Tu mi hai eletto e questo
mi obbliga a te. Sono
saggio abbastanza da pensarti
ovunque, e non cerco
il potente ma il dio buono.
Sento la tua voce dalle nubi:
tu ti tormenti, Prometeo.
Da sempre il tormento è il mio destino
perché sono nato per amare.
Spesso chiedendo e pregando
ho guardato a te: ma invano!
Batta dunque alla tua porta
La grandezza del mio scherno!
E se non basto io,
ti lascio con la tua superbia.
Tu sei grande, è grande
la tua opera.
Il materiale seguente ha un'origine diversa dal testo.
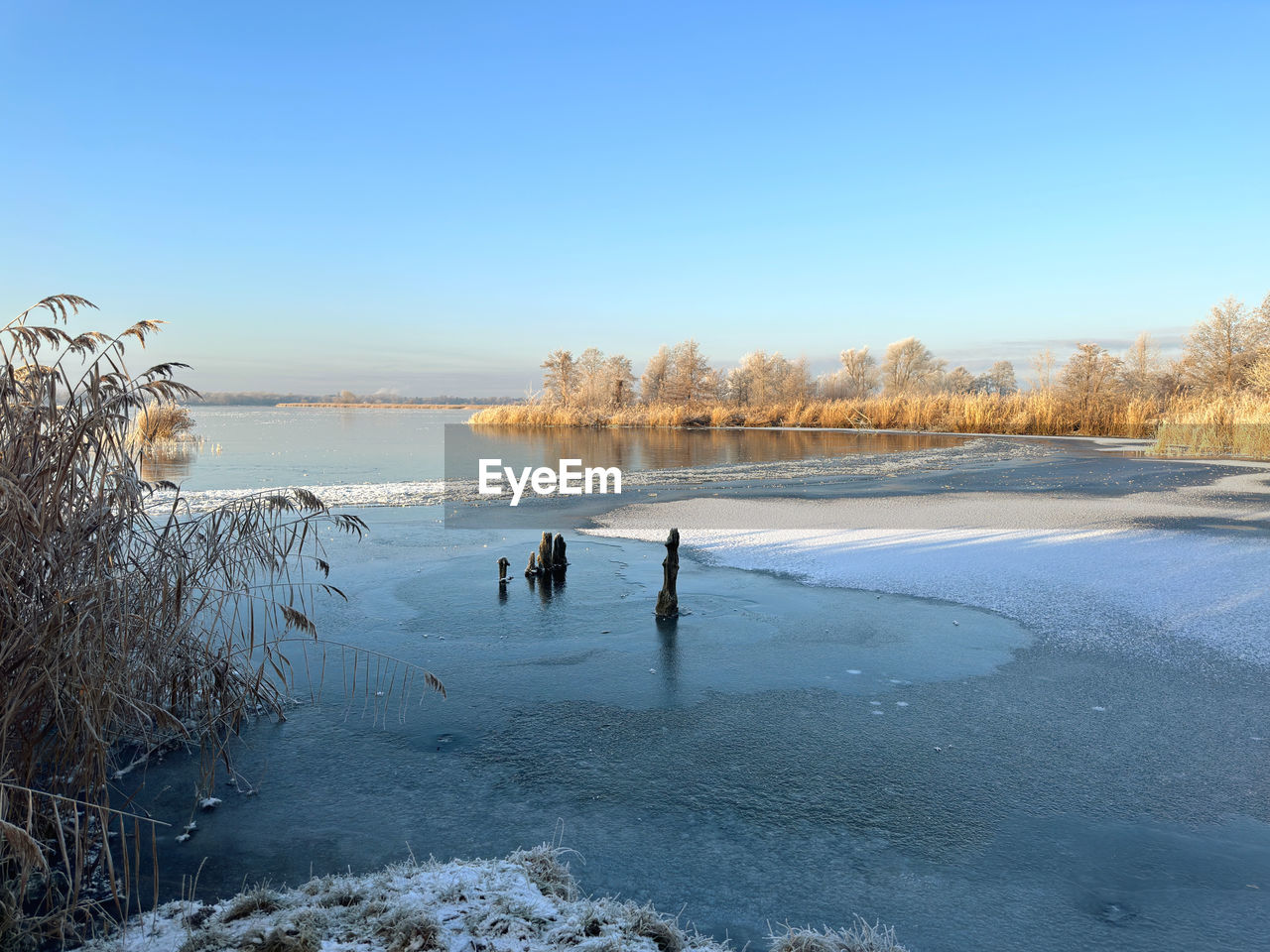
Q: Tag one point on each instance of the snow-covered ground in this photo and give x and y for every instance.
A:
(1188, 562)
(527, 902)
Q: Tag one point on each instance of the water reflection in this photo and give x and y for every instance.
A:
(668, 655)
(169, 461)
(633, 449)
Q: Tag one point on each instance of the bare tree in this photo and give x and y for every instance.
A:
(561, 377)
(1000, 380)
(1219, 349)
(689, 379)
(959, 380)
(619, 381)
(762, 380)
(656, 375)
(1141, 367)
(1043, 370)
(1089, 372)
(1259, 376)
(908, 365)
(592, 386)
(857, 377)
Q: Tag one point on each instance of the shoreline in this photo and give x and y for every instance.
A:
(1130, 570)
(527, 901)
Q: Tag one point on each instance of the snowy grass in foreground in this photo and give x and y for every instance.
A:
(527, 901)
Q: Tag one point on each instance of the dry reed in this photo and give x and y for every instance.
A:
(122, 629)
(1201, 424)
(1035, 413)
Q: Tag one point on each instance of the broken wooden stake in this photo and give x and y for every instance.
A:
(667, 599)
(545, 553)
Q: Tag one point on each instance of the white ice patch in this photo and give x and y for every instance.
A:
(1114, 570)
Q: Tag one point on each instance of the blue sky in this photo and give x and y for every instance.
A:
(430, 197)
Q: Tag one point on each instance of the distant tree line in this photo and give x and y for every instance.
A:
(1227, 352)
(344, 397)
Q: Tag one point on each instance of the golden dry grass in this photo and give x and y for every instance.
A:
(1232, 425)
(1185, 425)
(160, 421)
(1047, 413)
(122, 627)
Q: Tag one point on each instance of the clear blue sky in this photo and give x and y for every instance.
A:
(429, 197)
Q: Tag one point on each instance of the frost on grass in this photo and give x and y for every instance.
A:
(860, 937)
(527, 902)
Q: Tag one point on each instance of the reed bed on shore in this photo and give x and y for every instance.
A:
(1201, 424)
(159, 422)
(123, 629)
(1044, 413)
(1237, 425)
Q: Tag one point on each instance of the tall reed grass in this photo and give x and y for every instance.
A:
(1043, 413)
(1225, 425)
(1201, 424)
(123, 627)
(159, 422)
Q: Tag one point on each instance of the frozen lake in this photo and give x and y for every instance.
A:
(784, 752)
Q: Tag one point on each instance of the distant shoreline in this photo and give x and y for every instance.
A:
(390, 407)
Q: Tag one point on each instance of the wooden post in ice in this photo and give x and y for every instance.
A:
(667, 599)
(545, 553)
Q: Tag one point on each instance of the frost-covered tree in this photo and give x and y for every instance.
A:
(1043, 370)
(856, 380)
(1139, 367)
(559, 377)
(1000, 380)
(959, 380)
(689, 379)
(762, 380)
(619, 381)
(656, 375)
(908, 366)
(1219, 349)
(1089, 372)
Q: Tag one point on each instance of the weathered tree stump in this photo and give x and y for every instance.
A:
(545, 553)
(667, 599)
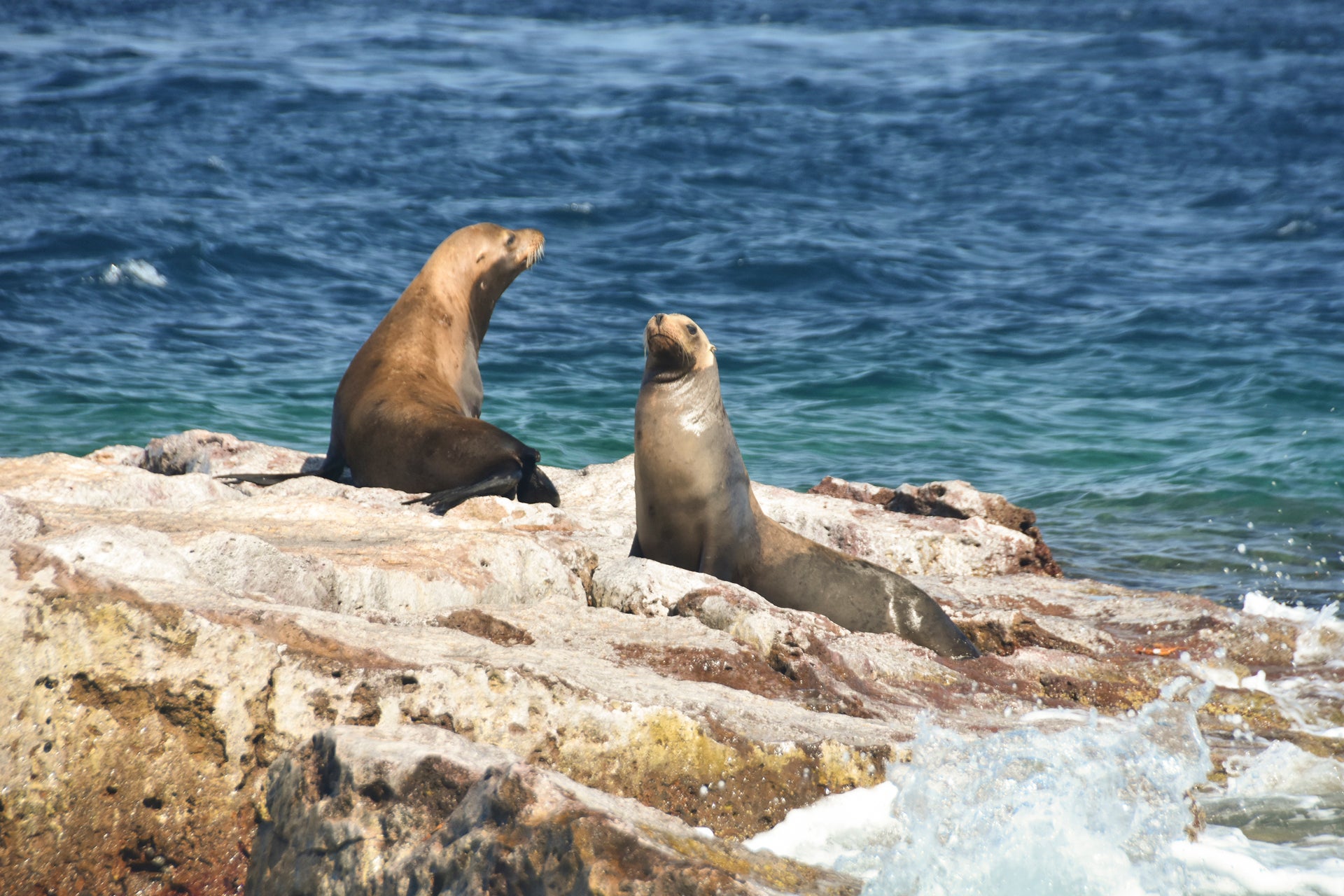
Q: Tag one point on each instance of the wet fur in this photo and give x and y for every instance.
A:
(406, 412)
(695, 508)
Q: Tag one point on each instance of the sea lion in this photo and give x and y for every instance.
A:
(695, 510)
(406, 410)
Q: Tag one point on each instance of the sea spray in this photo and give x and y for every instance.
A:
(1093, 808)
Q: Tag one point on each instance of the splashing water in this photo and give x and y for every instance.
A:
(1089, 809)
(1078, 804)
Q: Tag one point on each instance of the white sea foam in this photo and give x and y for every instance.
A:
(1285, 769)
(134, 270)
(1097, 808)
(1225, 862)
(1323, 638)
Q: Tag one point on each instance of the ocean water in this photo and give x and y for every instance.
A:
(1086, 254)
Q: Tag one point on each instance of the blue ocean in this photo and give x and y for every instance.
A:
(1085, 254)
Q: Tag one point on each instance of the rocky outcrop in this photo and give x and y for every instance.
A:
(420, 809)
(168, 640)
(955, 500)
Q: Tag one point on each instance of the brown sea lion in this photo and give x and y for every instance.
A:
(694, 507)
(406, 413)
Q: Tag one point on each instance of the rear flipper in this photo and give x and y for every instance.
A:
(503, 484)
(332, 468)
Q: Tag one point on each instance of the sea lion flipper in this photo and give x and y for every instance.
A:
(537, 488)
(503, 484)
(261, 479)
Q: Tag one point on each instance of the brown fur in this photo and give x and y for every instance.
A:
(406, 413)
(695, 510)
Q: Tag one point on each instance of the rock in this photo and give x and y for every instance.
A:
(219, 453)
(652, 589)
(59, 479)
(906, 545)
(420, 809)
(17, 522)
(118, 454)
(956, 500)
(166, 640)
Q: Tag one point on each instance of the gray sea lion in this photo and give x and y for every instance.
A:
(695, 510)
(406, 413)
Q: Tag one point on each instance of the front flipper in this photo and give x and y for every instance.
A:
(503, 484)
(261, 479)
(537, 488)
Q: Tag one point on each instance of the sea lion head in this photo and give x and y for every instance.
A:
(673, 347)
(488, 257)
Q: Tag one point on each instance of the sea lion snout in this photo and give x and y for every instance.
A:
(528, 246)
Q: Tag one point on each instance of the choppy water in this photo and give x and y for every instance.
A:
(1089, 254)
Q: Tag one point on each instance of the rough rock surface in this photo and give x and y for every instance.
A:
(167, 640)
(956, 500)
(420, 809)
Ma
solo grande all’inizio,
incompiuta.
Un frammento.
Compila!
Allora griderò l’evviva!
Viva lo spazio, la legge
che lo attraversa e misura.
Ma non griderò l’evviva.
Approverò soltanto
l’uomo che lotta.
E il più grande sono io
che lotto con la divinità.
Per i dolori di molti e per i miei
io ti giudico,
per ciò che non hai fatto.
Ti giudica il tuo figlio migliore,
il tuo spirito più audace,
a te affine eppure
tanto da te diverso.
(1901)
.
GUARDANDO UN ALBERO
Gli uccellini sono da invidiare,
evitano
di pensare al tronco e alle radici
beati si dondolano tutto il giorno,
loro che sono leggeri
cantando sull’orlo dei rami.
(1902)
Con fiori, io uomo bambino,
voglio incoronare il tuo pallido viso.
Sulle bianche pareti si legge
Che i crisantemi sono vicini.
Le tue fredde labbra hanno bisogno di una lieve febbre,
forse un bacio le difende dall’arsura.
Come sei bella ora, i tuoi colori,
sono solo apparenza di colori.
I miei occhi voraci volevano
raccogliere nuovi fantasmi.
Se morirò brilleranno molli
due fiori notturni nel crepuscolo.
Ai tuoi occhi dolcemente cerchiati
dirò ich glaube e crederò
quel che vedo morendo.
(1902)
Trovo bellissime e “comprensibili” le poesie di Paul Klee, come i suoi quadri.